Indistinguishable near infra-red single photons from an individual organic molecule

TL;DR

This paper demonstrates a near-infrared single-photon source from an organic molecule that produces highly indistinguishable photons, suitable for quantum information applications, with detailed analysis of temperature effects on photon coherence.

Contribution

It introduces a new single-photon source based on an organic molecule with near-ideal indistinguishability at low temperatures, advancing quantum photonics technology.

Findings

Achieved >50% two-photon coalescence probability at 2 K

Studied temperature-dependent dephasing effects on photon interference

Generated polarization-entangled photon pairs for quantum applications

Abstract

By using the zero-phonon line emission of an individual organic molecule, we realized a source of indistinguishable single photons in the near infrared.
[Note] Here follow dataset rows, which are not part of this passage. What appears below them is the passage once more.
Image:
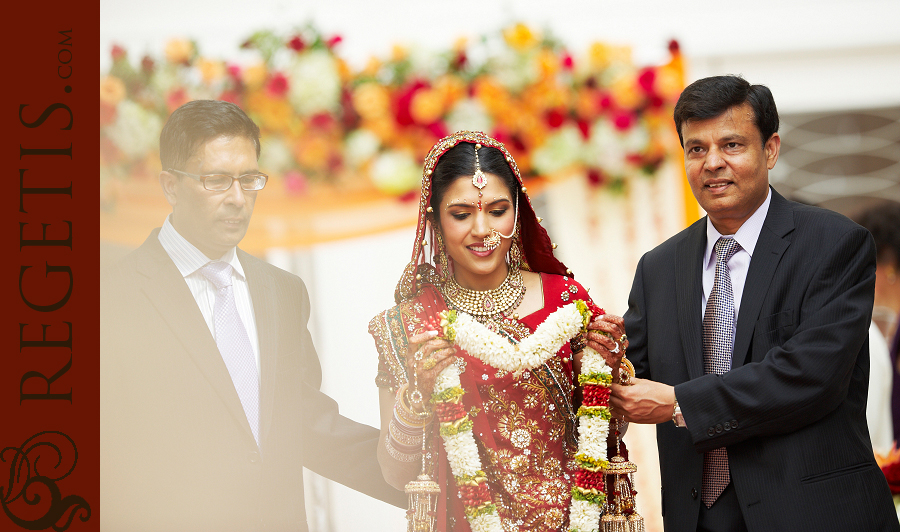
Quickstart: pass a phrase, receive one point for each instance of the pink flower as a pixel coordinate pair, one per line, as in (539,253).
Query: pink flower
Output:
(623,121)
(296,44)
(295,182)
(646,79)
(277,85)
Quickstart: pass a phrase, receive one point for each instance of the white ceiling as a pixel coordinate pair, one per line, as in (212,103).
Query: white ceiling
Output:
(814,54)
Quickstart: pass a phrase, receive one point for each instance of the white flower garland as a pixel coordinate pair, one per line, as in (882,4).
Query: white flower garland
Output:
(456,428)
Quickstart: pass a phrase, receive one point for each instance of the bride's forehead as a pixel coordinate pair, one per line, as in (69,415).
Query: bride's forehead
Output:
(464,188)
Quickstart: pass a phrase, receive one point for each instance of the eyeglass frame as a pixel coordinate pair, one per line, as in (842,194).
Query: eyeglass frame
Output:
(202,179)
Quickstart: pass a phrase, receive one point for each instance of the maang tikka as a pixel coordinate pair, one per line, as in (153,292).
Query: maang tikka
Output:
(479,181)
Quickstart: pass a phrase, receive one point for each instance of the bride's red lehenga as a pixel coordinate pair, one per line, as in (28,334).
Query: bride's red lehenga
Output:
(524,424)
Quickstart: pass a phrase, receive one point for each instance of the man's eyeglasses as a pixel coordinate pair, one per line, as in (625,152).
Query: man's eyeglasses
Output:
(222,182)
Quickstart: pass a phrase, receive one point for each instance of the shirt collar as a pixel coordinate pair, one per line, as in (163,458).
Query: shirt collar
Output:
(747,235)
(187,258)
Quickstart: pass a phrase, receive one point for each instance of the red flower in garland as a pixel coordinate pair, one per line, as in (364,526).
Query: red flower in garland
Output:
(595,395)
(296,44)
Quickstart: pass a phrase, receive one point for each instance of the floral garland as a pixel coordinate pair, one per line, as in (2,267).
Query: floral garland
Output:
(588,492)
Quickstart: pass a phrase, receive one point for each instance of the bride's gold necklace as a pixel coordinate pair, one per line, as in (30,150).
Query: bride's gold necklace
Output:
(487,303)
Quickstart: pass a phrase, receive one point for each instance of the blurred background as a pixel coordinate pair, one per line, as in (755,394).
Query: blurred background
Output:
(350,95)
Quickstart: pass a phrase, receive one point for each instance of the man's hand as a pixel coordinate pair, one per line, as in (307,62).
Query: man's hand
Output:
(642,402)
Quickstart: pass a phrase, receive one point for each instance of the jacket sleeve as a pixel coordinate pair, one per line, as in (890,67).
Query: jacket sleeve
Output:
(806,374)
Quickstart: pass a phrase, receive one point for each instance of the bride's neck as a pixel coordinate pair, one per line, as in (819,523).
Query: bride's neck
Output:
(482,282)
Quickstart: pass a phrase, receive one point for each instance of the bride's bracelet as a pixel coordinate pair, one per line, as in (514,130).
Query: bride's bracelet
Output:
(400,454)
(404,411)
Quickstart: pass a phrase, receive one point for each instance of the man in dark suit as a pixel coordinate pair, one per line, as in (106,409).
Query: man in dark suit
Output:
(210,401)
(752,353)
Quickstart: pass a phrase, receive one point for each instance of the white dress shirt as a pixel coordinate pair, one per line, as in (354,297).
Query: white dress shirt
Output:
(188,259)
(747,236)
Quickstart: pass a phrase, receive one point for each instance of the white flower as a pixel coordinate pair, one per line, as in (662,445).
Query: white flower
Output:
(563,148)
(469,114)
(531,352)
(462,453)
(136,130)
(605,149)
(275,156)
(448,378)
(592,433)
(583,516)
(315,85)
(360,146)
(486,523)
(395,172)
(593,362)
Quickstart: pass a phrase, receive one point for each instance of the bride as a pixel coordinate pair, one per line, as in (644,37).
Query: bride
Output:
(490,260)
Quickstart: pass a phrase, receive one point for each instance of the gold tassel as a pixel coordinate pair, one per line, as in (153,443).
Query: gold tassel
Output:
(635,523)
(613,523)
(423,495)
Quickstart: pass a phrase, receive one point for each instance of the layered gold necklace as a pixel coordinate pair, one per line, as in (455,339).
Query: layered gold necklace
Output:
(488,306)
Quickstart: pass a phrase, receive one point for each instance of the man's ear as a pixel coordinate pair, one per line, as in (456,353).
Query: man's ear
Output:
(167,181)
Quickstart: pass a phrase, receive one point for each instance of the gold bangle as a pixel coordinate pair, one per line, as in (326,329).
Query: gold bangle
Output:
(397,455)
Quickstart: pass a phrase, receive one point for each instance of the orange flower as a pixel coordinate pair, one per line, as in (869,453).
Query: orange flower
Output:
(601,56)
(255,76)
(427,106)
(371,100)
(210,70)
(179,51)
(626,92)
(520,37)
(548,63)
(112,90)
(669,81)
(312,152)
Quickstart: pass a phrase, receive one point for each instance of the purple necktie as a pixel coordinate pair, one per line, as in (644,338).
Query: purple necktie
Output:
(718,344)
(234,343)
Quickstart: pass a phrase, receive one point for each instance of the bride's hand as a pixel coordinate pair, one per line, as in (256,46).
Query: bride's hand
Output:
(606,335)
(426,357)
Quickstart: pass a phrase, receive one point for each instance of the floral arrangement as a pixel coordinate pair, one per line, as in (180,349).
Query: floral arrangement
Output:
(323,122)
(890,466)
(588,492)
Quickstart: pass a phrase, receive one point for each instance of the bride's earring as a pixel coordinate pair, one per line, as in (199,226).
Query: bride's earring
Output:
(440,258)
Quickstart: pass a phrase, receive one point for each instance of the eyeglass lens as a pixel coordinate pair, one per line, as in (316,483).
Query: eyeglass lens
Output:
(223,182)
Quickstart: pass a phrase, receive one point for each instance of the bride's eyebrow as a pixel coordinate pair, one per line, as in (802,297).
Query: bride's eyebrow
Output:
(460,203)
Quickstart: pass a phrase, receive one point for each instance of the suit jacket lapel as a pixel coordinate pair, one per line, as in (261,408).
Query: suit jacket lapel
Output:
(169,294)
(766,255)
(688,294)
(264,309)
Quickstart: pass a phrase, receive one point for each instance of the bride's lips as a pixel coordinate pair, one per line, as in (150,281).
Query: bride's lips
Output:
(480,250)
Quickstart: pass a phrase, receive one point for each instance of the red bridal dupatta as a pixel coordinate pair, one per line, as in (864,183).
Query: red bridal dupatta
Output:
(523,423)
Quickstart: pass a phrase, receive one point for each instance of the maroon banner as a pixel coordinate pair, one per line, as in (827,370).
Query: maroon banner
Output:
(49,260)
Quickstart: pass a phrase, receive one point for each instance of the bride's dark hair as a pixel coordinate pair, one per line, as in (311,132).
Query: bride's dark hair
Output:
(459,161)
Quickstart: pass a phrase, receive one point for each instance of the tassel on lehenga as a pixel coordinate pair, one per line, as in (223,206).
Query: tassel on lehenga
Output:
(423,496)
(619,514)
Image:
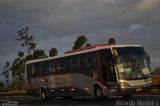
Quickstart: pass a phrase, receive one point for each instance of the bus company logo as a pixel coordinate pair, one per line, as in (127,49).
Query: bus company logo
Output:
(9,103)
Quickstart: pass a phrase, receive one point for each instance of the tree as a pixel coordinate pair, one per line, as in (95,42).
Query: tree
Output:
(1,85)
(80,42)
(6,70)
(26,40)
(53,52)
(111,41)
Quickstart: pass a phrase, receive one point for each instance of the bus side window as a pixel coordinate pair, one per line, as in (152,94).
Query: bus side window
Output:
(73,63)
(105,63)
(29,70)
(52,66)
(91,60)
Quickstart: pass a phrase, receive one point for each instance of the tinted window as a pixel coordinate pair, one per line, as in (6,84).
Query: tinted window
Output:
(29,70)
(90,60)
(129,50)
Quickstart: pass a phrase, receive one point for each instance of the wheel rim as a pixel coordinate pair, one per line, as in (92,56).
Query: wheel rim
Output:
(99,93)
(43,95)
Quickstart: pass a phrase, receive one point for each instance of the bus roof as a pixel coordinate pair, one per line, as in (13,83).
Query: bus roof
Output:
(82,50)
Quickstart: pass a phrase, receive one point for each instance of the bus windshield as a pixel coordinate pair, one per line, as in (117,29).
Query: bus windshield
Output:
(132,63)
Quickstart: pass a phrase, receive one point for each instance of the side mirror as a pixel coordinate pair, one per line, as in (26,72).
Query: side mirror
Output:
(148,58)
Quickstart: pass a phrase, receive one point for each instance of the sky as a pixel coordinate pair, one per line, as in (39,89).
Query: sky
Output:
(58,23)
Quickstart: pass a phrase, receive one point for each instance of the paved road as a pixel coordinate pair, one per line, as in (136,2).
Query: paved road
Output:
(114,101)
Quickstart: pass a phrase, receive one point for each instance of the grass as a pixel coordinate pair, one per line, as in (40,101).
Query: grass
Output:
(15,91)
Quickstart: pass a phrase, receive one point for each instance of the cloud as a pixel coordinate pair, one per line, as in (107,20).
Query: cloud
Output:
(145,5)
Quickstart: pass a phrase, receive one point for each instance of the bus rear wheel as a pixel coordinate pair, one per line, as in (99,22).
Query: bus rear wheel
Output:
(98,93)
(44,96)
(68,97)
(128,96)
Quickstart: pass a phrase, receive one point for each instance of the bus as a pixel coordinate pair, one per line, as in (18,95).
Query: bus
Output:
(99,71)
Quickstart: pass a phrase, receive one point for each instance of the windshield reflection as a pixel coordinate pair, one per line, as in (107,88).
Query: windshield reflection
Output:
(133,67)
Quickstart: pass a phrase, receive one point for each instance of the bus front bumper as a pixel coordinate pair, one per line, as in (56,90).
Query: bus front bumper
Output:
(134,90)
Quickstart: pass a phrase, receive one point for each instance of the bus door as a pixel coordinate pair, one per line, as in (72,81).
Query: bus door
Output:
(108,70)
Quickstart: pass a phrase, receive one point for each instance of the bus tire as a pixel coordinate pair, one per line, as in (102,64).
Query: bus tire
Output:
(44,96)
(98,93)
(128,96)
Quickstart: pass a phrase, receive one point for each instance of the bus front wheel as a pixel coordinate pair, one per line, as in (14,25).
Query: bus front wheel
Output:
(98,93)
(44,95)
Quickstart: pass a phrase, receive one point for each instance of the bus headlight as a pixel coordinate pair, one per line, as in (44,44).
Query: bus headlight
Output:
(124,84)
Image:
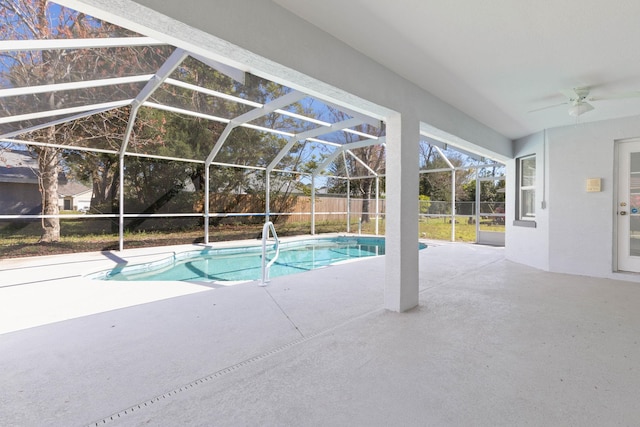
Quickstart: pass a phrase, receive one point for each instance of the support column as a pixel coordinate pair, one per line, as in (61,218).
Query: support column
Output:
(401,253)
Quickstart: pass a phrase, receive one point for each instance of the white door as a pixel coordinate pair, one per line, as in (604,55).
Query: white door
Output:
(628,206)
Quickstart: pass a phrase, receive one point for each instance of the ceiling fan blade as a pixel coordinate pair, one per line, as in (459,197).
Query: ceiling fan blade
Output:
(576,93)
(548,107)
(579,108)
(626,95)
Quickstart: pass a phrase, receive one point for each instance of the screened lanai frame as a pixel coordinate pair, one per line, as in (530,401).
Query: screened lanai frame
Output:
(14,125)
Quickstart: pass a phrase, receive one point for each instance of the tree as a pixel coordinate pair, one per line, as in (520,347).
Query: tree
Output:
(373,156)
(36,19)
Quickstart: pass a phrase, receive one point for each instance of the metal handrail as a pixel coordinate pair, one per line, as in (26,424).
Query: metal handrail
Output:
(266,266)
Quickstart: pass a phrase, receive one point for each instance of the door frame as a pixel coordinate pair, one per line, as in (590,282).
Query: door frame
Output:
(616,200)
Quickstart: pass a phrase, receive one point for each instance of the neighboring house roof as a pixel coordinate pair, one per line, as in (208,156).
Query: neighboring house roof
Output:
(72,188)
(22,167)
(18,166)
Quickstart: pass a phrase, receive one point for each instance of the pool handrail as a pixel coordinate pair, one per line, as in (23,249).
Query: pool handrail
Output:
(268,226)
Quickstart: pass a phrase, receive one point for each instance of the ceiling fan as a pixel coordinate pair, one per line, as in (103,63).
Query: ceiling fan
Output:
(578,100)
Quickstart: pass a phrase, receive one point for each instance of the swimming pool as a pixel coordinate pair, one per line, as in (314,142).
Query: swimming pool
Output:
(245,263)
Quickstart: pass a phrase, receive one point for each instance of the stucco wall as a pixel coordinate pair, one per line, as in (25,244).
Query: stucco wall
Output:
(528,245)
(575,231)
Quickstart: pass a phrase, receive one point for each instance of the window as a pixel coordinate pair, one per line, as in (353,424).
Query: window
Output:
(526,192)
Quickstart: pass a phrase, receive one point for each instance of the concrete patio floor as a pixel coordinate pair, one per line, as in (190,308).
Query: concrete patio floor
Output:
(493,343)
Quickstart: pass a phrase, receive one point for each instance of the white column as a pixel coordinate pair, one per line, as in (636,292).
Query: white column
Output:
(401,253)
(313,204)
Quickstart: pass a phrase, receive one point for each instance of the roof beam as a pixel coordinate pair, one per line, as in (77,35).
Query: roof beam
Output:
(227,70)
(62,111)
(165,70)
(243,119)
(359,160)
(310,134)
(55,122)
(58,44)
(212,92)
(57,87)
(359,144)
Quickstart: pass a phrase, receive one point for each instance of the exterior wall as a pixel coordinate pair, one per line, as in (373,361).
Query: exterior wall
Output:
(528,245)
(575,231)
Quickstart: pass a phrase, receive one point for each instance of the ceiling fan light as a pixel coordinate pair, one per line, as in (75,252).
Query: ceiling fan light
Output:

A Hong-Ou-Mandel interference experiment is performed and a two-photon coalescence probability of higher than 50% at 2 K is obtained. The contribution of the temperature-dependent dephasing processes to the two-photon interference contrast is studied. We show that the molecule delivers nearly ideal indistinguishable single photons at the lowest temperatures when the dephasing is nearly lifetime limited. This source is used to generate post-selected polarization-entangled photon pairs, as a test-bench for applications in quantum information.